Danazol is a synthetic steroid derived from ethisterone (a modified testosterone) and is known for its antigonadotropic and anti-estrogenic activities. It was initially approved by the U.S. FDA for the treatment of endometriosis, although its use has been largely superseded by gonadotropin-releasing hormone (GnRH) agonists. Besides endometriosis, Danazol is utilized for managing fibrocystic breast disease, hereditary angioedema, and in certain cases, refractory immune thrombocytopenia1.
Mechanism of Action
Danazol exerts its effects by several mechanisms:
- Gonadotropin Inhibition: By suppressing the pituitary-ovarian axis, possibly via inhibiting pituitary gonadotropin output, Danazol reduces the secretion of follicle-stimulating hormone (FSH) and luteinizing hormone (LH), leading to decreased ovarian estrogen production.
- Steroidogenesis Inhibition: Danazol might directly inhibit ovarian steroidogenesis and bind to androgen, progesterone, and glucocorticoid receptors, thereby modulating hormonal balance.
- Binding to Hormone-Binding Globulins: By binding to sex-hormone-binding globulin and corticosteroid-binding globulin, Danazol affects the metabolic clearance rate of progesterone.
- Immunomodulatory Effects: The drug alters the immune response by decreasing concentrations of certain immunoglobulins and autoantibodies, which could be beneficial in conditions like endometriosis.
- Anti-estrogenic Activities: It induces inactivity and atrophy in both normal and ectopic endometrial tissues, resulting in anovulation and associated amenorrhea in endometriosis treatment.

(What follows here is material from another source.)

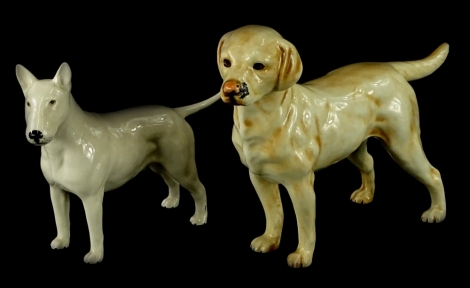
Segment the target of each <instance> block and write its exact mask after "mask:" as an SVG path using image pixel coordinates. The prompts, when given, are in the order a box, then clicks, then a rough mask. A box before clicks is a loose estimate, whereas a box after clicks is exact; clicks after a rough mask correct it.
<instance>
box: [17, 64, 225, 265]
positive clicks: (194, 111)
mask: <svg viewBox="0 0 470 288" xmlns="http://www.w3.org/2000/svg"><path fill="white" fill-rule="evenodd" d="M16 75H17V79H18V81H19V83H20V85H21V88H22V90H23V93H24V96H25V116H26V124H27V127H26V139H27V140H28V141H29V142H30V143H31V144H34V145H36V146H41V169H42V172H43V174H44V177H45V178H46V180H47V182H48V183H49V185H50V193H51V200H52V204H53V209H54V215H55V220H56V226H57V238H55V239H54V240H53V241H52V243H51V247H52V248H53V249H61V248H64V247H68V245H69V237H70V232H69V231H70V221H69V194H68V193H69V192H71V193H74V194H76V195H78V196H79V197H80V199H81V200H82V202H83V205H84V208H85V213H86V218H87V222H88V228H89V233H90V242H91V249H90V252H89V253H88V254H87V255H86V256H85V259H84V260H85V262H87V263H97V262H100V261H101V260H102V259H103V256H104V248H103V231H102V201H103V194H104V192H106V191H110V190H113V189H116V188H118V187H120V186H121V185H123V184H124V183H126V182H127V181H129V180H130V179H132V178H133V177H135V176H136V175H137V174H138V173H139V172H140V171H141V170H142V169H144V168H145V167H147V166H149V167H150V168H151V170H153V171H154V172H156V173H158V174H160V175H161V176H162V178H163V179H164V181H165V182H166V183H167V185H168V186H169V195H168V197H167V198H166V199H165V200H163V202H162V206H164V207H167V208H172V207H176V206H178V203H179V185H180V184H181V185H182V186H183V187H184V188H186V189H187V190H188V191H190V192H191V195H192V196H193V198H194V200H195V204H196V212H195V214H194V215H193V216H192V217H191V219H190V221H191V223H193V224H196V225H202V224H204V223H206V220H207V207H206V191H205V188H204V186H203V185H202V183H201V182H200V181H199V178H198V175H197V170H196V163H195V157H194V156H195V155H194V135H193V131H192V129H191V127H190V126H189V124H188V123H187V122H186V121H185V120H184V118H185V117H186V116H188V115H191V114H193V113H195V112H197V111H199V110H200V109H203V108H205V107H207V106H209V105H211V104H212V103H214V102H216V101H217V100H218V99H219V98H220V96H219V95H218V94H217V95H215V96H212V97H211V98H209V99H207V100H205V101H202V102H200V103H197V104H194V105H189V106H185V107H180V108H168V107H163V106H143V107H136V108H130V109H126V110H122V111H118V112H113V113H107V114H96V113H90V112H85V111H83V110H82V109H80V107H79V106H78V105H77V103H76V102H75V100H74V98H73V97H72V95H71V93H70V91H71V76H72V74H71V70H70V67H69V65H68V64H67V63H63V64H62V65H61V66H60V68H59V70H58V71H57V73H56V75H55V77H54V79H52V80H37V79H36V77H35V76H34V75H33V74H31V72H29V71H28V70H27V69H26V68H24V67H23V66H21V65H17V67H16Z"/></svg>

- Correction of Biochemical Deficiency in Hereditary Angioedema: Danazol elevates serum concentrations of the deficient C1 esterase inhibitor, thus correcting the biochemical deficiency seen in hereditary angioedema1.
- Absorption: Danazol is well absorbed in the gastrointestinal tract.
- Distribution: The distribution dynamics of Danazol are yet to be fully elucidated.
- Metabolism: Danazol undergoes hepatic metabolism.
- Excretion: Primarily excreted in the urine2.
Danazol is employed for several indications including:
- Endometriosis: Treatment of endometriosis to alleviate associated symptoms.
- Fibrocystic Breast Disease: Symptomatic treatment of severe pain and tenderness associated with benign fibrocystic breasts in patients unresponsive to simple measures.
- Hereditary Angioedema: Prophylactic treatment for all types of hereditary angioedema in both males and females.
- Refractory Immune Thrombocytopenia: In some cases, Danazol might be used for the management of refractory immune thrombocytopenia1.
- An animal study published in 2023 highlighted that Danazol could increase the oral bioavailability of midazolam by inactivating hepatic and intestinal CYP3A in rats3.
- A Phase 2 clinical trial is recruiting patients to compare low-dose Baricitinib plus Danazol versus Danazol alone for patients with steroid-resistant/relapse immune thrombocytopenia4.
The most common adverse effects include weight gain, acne, edema, flushing, sweating, androgenic effects such as hirsutism and deepening of the voice, and menstrual irregularities. Serious adverse effects encompass hepatic dysfunction and a potential risk for thromboembolic events2.
Danazol, with its multi-faceted pharmacological profile, serves as a crucial therapeutic option for various hormone-related and immunological conditions. Despite being overshadowed by newer agents, understanding its pharmacology is pivotal for rational clinical use.